An experiment without blocking has a completely randomized design; an experiment with blocking has a randomized block design.

In an experimental setting, we talk about

  • Response variable: the characteristic of the experimental outcome being measured or observed.
  • Factor: a variable whose impact on the response variable is of interest in the experiment.
  • Levels: the possible values of a factor.
  • Treatments: experimental conditions (based on combinations of factor levels).

In human subjects research, we do a little extra work:

  • If subjects do not know what treatment group they are in, the study is called blind.
    • We use a placebo (fake treatment) to achieve this.
  • If neither the subjects nor the researchers who interact with them know the treatment group, it is called double blind.

This helps avoid bias caused by placebo effect, doctor’s expectations for outcome, etc.!

R: Random Number Generation

To generate a random whole number using R, we can use the sample command. We use the sample command like sample(minimum:maximum, size = n), replacing minimum with the minimum value (often the number 1), maximum with the maximum value, and n with the sample size.

The following command takes a random sample of size 1 from the values 1 through 10 (the numbers 1, 2, 3, 4, 5, 6, 7, 8, 9, 10):

sample(1:10, size = 1)
## [1] 1

Section Exercises

  1. A group of researchers wanted to know if puppies had an effect on heart rate. From a sample of 18 people, they had 10 take a test while in a room with a puppy. The remaining 8 people took the same test in a room with no puppies.

    1. Is this an observational study or an experiment? Explain.

    2. Identify the (i) cases and (ii) response variable.

1.4 Frequency Distributions

1.4.1 Qualitative Variables

Frequency (count): the number of times a particular value occurs.

A frequency distribution lists each distinct value with its frequency.

Class Frequency
freshman 12
sophomore 10
junior 3
senior 5

A bar plot is a graphical representation of a frequency distribution.
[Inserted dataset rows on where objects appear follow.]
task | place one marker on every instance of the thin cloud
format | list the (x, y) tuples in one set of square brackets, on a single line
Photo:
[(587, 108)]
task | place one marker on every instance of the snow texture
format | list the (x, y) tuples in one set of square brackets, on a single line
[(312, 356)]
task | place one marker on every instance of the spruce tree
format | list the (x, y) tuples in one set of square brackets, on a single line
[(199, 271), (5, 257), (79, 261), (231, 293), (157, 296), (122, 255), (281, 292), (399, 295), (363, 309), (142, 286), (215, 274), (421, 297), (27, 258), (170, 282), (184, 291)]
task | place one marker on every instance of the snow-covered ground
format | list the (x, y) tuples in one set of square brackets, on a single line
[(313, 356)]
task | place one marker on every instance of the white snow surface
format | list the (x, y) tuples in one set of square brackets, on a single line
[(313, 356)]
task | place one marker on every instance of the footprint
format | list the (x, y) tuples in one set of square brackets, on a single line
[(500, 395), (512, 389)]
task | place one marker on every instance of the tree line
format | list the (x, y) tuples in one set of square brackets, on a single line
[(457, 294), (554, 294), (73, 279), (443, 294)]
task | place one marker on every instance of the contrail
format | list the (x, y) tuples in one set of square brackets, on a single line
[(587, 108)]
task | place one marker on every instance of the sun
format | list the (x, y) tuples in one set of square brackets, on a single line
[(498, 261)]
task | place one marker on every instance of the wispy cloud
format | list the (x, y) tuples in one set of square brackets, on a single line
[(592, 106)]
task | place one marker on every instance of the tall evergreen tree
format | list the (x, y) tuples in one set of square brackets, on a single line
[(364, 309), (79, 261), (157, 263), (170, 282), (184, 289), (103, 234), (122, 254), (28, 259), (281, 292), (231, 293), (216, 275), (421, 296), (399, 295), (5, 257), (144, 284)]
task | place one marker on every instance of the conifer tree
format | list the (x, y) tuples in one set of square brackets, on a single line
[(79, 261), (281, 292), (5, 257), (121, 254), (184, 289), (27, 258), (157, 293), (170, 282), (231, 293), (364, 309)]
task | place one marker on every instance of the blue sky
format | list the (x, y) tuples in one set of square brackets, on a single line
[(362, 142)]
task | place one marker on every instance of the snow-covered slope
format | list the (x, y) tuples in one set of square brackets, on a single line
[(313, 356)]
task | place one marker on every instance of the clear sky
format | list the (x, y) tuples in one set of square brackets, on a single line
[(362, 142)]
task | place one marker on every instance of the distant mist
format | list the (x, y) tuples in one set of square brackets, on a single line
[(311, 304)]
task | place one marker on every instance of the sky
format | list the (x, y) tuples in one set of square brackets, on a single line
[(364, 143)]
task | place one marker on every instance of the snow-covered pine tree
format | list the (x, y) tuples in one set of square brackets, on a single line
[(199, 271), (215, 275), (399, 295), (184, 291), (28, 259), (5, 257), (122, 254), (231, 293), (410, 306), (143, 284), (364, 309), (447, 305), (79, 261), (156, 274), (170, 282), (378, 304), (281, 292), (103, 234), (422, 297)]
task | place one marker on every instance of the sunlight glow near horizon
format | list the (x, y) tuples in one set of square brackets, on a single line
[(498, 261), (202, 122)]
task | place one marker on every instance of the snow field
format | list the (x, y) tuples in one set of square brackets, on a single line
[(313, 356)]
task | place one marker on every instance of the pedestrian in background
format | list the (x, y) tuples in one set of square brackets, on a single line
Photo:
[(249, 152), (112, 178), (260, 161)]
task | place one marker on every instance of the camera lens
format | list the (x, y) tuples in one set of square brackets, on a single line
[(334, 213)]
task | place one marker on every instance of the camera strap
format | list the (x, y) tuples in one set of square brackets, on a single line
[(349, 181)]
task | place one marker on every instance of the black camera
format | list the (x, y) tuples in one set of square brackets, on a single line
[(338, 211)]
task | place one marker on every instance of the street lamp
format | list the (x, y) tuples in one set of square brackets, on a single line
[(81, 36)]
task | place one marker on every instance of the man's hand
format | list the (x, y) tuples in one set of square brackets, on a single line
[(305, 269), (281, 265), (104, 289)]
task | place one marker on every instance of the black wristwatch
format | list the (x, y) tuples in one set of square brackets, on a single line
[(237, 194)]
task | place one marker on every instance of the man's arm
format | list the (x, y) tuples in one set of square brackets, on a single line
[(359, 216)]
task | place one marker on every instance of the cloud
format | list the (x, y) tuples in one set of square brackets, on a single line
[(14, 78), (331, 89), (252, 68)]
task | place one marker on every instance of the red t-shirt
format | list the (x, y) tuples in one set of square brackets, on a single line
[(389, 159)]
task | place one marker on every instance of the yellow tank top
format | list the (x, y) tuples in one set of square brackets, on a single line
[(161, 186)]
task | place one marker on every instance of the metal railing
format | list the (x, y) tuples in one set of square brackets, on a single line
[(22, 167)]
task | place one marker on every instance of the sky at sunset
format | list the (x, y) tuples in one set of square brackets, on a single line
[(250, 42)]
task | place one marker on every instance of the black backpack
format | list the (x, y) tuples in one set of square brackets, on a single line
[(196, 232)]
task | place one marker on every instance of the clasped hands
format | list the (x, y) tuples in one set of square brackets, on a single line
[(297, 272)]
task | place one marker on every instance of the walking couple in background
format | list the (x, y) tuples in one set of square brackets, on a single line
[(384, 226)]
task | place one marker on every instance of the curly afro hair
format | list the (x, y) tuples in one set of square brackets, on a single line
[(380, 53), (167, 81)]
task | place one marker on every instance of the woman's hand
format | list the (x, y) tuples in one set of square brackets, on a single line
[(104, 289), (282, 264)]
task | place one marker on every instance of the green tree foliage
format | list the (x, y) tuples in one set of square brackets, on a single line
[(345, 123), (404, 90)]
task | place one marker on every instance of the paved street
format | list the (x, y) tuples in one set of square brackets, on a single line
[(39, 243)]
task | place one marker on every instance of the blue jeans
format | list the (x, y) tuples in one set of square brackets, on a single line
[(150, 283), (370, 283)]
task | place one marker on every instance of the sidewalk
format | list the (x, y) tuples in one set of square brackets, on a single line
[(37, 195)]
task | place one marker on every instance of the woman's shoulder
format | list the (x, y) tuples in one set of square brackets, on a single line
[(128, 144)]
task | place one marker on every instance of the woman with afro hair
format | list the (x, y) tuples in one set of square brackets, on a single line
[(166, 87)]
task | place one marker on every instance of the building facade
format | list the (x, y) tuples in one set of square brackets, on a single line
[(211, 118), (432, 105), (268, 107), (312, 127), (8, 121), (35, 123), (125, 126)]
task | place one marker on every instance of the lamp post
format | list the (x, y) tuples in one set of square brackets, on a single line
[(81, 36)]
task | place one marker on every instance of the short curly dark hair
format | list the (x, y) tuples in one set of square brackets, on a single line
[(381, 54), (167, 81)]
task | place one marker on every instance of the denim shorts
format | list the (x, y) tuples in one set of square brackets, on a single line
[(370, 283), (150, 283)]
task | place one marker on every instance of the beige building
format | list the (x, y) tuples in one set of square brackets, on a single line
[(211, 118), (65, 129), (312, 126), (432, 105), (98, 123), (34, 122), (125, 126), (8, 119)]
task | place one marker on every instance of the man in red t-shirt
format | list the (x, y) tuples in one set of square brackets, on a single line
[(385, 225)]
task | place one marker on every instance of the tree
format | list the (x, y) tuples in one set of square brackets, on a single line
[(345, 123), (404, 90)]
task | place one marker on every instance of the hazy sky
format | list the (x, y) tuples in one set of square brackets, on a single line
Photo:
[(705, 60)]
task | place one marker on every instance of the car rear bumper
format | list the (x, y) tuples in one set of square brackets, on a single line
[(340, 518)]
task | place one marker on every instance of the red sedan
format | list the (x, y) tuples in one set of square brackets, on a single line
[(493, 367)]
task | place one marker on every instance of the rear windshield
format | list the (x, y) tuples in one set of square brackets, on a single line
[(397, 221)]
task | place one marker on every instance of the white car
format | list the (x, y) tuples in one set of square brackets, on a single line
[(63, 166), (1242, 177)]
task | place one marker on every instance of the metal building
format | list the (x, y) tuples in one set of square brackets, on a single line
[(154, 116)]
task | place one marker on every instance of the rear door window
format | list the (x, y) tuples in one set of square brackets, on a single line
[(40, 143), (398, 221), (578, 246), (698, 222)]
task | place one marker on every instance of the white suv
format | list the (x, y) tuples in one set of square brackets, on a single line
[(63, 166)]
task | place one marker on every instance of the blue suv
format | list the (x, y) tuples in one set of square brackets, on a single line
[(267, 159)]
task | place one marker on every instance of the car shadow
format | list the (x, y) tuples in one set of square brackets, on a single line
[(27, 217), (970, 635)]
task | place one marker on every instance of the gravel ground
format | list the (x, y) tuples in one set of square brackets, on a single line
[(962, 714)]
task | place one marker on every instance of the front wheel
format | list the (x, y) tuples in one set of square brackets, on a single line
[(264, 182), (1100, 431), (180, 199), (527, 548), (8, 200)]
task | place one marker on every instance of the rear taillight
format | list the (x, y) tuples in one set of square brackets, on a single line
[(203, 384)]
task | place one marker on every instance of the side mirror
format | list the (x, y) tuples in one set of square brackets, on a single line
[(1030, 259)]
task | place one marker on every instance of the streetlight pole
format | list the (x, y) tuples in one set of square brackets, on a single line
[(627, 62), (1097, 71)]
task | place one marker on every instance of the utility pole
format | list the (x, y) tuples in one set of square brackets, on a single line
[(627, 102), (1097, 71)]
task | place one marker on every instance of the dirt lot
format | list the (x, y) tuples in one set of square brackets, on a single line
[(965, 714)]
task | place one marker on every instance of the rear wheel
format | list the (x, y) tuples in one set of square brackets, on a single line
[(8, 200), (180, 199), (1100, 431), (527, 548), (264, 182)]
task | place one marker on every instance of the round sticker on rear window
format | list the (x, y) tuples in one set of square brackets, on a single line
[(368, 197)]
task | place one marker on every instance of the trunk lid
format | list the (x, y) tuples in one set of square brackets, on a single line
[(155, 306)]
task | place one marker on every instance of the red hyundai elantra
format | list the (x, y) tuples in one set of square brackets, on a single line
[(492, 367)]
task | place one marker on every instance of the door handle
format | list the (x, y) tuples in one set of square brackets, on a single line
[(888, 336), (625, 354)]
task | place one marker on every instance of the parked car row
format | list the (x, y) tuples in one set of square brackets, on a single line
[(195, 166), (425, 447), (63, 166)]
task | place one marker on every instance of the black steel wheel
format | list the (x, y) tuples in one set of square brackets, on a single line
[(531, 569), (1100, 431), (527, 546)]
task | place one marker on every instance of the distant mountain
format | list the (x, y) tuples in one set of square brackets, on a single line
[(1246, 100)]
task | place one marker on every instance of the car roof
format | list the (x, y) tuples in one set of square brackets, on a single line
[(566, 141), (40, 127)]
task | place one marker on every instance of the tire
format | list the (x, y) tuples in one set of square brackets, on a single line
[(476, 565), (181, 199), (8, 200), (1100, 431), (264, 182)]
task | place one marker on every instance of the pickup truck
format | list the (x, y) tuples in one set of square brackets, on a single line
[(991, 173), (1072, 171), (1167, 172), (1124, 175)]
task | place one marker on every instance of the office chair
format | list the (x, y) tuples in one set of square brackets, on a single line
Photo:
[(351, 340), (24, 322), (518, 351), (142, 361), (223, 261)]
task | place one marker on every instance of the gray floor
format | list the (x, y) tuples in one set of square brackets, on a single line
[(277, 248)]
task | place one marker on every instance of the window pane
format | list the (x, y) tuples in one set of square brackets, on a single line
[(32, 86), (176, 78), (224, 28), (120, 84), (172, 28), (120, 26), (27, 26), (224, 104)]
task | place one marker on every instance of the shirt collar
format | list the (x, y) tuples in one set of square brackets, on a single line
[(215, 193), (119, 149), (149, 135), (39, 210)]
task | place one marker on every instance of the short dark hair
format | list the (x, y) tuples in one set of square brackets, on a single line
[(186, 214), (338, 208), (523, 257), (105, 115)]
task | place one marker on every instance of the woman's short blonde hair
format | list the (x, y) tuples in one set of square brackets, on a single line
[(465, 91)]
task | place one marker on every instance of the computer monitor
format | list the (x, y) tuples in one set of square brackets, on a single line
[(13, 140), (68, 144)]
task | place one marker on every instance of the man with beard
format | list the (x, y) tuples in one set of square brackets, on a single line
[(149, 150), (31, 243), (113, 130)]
Each bar’s height is based on the frequency of the corresponding category.

The bar plot above shows the class level breakdown for students in an Introductory Statistics course. Take a moment to notice how the bars match up with the frequency distribution above.

Relative frequency is the ratio of the frequency to the total number of observations.

\[ \text{relative frequency} = \frac{\text{frequency}}{\text{number of observations}} \]

This is also called the proportion. The percentage can be obtained by multiplying the proportion by 100.

A relative frequency distribution lists each distinct value with its relative frequency.

Class Frequency Relative Frequency Percent
freshman 12 \(12/30 = 0.4\) 40%
sophomore 10 \(10/30 \approx 0.3333\) 33.33%
junior 3 \(3/30 = 0.1\) 10%
senior 5 \(5/30 \approx 0.1667\) 16.67%

1.4.2 Quantitative Variables

We can also apply this concept to numeric data. A dot plot is one graphical representation of this. A dot plot shows a number line with dots drawn above the line. Each dot represents a single point.

For example, the dot plot above shows a sample where the value 1 appears three times, the value 5 appears six times, etc.

We would also like to be able to visualize larger, more complex data sets. This is hard to do using a dot plot! Instead, we can do this using bins, which group numeric data into equal-width consecutive intervals.

Example: A random sample of weights (in lbs) from 12 cats:

\[\quad 6.2 \quad 11.6 \quad 7.2 \quad 17.1 \quad 15.1 \quad 8.4 \quad 7.7 \quad 13.9 \quad 21.0 \quad 5.5 \quad 9.1 \quad 7.3 \]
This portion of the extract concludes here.